Né le 21 avril 1860 à Anchamps (Ardennes), mort en 1898 au bagne ; mouleur à Revin (Ardennes) ; socialiste révolutionnaire.

À l’école primaire de Revin (Ardennes), Désiré Badré-Mauguière avait reçu de ses camarades le surnom d’« Émancipateur » sans doute parce qu’il était dépositaire du journal du même nom et aussi à cause de ses idées politiques et sociales. Il se lança de bonne heure dans le mouvement socialiste révolutionnaire. Il fit partie dès le début de sa création de la chambre syndicale de Revin, devint membre du cercle d’études sociales « L’Égalité » et fut influencé par les idées anarchistes. Dès 1891-1892, il était dépositaire, en plus du journal socialiste de la Fédération des Ardennes l’Émancipateur, du Père Peinard et de La Révolte.

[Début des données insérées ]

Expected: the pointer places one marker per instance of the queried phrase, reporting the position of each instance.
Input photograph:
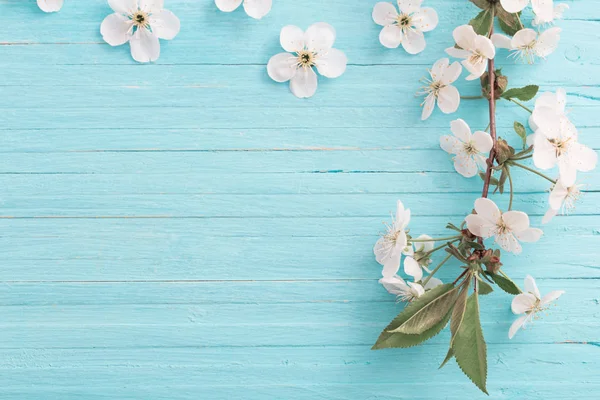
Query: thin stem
(434, 239)
(435, 249)
(507, 169)
(533, 170)
(523, 106)
(436, 269)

Il fut de toutes les actions entreprises par les ouvriers de la vallée de la Meuse et l’un des principaux leaders de la grève Faure en 1890-1891.
En 1893, il devint conseiller municipal et ami intime du nouveau maire Henri Delobe qui venait de succéder à Arsène Dupont à la mairie de Revin. En 1894, il se lia avec le député socialiste Alexandre Avez venu passer le mois d’avril à Revin pour animer la campagne électorale. C’est alors qu’éclata l’affaire des incendies de Revin. Il y avait eu à Revin, depuis le 1er mai 1891, de nombreux incendies, dix-neuf en trois ans et, du 1er janvier au 25 avril 1894, neuf sinistres s’étaient succédé dont les victimes étaient des patrons, des contremaîtres et des « piloris ». Les 23 et 24 novembre 1893, le feu éclatait à quatre reprises dans les magasins d’Arthur Martin, industriel à Revin et chez Faure : le 11 avril 1894, nouvel incendie dans un magasin de l’usine Faure « L’Ardennaise » ; enfin le 25, jour même où Arsène Dupont, ex-maire de Revin et secrétaire du syndicat, comparaissait devant le tribunal correctionnel de Rocroi.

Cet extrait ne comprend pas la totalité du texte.